Se de algumas linhas a pandemia fez diminuir e/ou desaparecer os vendedores ambulantes, por outro lado ela fez surgir um tipo novo: o limpador de apoiadores de mão. Normalmente eles atuam da seguinte maneira: entram no coletivo e, munidos de um pano e de um borrifador, vão passando álcool nos lugares nos quais habitualmente os passageiros seguram durante as viagens. Alguns desses, digamos, limpadores ambulantes, às vezes, perguntam se alguém quer receber uma borrifada nas mãos para higienizá-las; e todos eles, ao final da rápida limpeza, fazem um discurso dizendo que estão agindo com o propósito de utilidade pública – já ouvi um deles dizer que a tarefa deveria caber ao governo: “Mas o governo não quer saber da gente, né, pessoal?!”, ele completou.
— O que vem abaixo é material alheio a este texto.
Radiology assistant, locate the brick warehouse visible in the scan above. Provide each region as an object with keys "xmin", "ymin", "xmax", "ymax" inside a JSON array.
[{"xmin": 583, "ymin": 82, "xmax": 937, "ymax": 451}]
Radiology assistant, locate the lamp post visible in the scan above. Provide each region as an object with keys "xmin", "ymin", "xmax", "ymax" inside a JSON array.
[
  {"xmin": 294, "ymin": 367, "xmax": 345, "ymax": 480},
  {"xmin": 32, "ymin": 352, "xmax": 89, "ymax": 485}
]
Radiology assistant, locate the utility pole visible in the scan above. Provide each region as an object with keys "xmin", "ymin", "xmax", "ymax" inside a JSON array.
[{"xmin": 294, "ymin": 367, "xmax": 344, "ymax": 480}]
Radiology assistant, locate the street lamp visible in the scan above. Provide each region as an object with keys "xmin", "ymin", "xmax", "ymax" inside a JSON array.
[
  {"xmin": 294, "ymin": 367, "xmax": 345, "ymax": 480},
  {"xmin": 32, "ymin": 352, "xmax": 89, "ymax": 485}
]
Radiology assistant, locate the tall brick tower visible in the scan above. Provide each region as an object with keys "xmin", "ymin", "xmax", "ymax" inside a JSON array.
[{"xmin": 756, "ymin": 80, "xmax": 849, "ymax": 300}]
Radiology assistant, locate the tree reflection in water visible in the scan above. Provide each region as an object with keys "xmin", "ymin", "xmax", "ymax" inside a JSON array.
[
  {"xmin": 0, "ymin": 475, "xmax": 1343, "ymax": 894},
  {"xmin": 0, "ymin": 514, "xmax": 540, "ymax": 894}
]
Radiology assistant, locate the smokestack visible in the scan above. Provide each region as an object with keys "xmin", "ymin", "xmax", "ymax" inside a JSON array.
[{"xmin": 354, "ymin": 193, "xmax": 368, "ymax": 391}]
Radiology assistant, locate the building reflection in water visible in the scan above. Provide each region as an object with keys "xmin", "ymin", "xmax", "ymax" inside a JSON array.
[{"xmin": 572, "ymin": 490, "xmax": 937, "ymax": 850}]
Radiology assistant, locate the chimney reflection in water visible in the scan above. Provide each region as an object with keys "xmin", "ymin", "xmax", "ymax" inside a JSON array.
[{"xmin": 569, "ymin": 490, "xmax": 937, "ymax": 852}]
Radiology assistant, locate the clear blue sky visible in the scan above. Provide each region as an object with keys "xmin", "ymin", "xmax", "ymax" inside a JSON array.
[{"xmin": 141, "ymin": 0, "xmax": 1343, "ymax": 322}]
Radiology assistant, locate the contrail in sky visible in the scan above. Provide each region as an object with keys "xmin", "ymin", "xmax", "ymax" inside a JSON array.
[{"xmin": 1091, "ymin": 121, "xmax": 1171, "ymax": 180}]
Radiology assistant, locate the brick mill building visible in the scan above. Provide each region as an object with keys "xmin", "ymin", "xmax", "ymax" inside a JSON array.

Como sempre ocorre ou quase sempre ocorre quando da atuação dos vendedores, há quem ignore completamente os limpadores e outros que os apóiam dando-lhes algumas moedinhas, ainda que, como certa vez me disse um rapaz que estava sentado ao meu lado, uns e outros acreditem que o borrifador contenha mesmo é “álgua”, uma mistura de álcool com água. Bem, considerando que há quem nem acredite que o coronavírus seja isso tudo que andam dizendo por aí, duvidar da “álgua” é coisinha de nada.

De repente o ônibus dá um solavanco e alguém de pronto afirma em voz alta: “Tás pensando que tás carregando tua mãe é, motorista?!”. E a viagem segue. Como diz o adágio dos buseiros – buseiro vem de bus, tá? – “nesta vida tudo é passageiro, menos o cobrador e o motorista”. Sossego? Que sossego? “Ei, motorista, vai descer!”. O motorista rebate: “Você não deu sinal”. E o passageiro: “Eu puxei sim [a cordinha que aciona a campainha]. Tás surdo é?”. E a viagem segue com o coronavírus e tudo o mais que couber dentro do ônibus.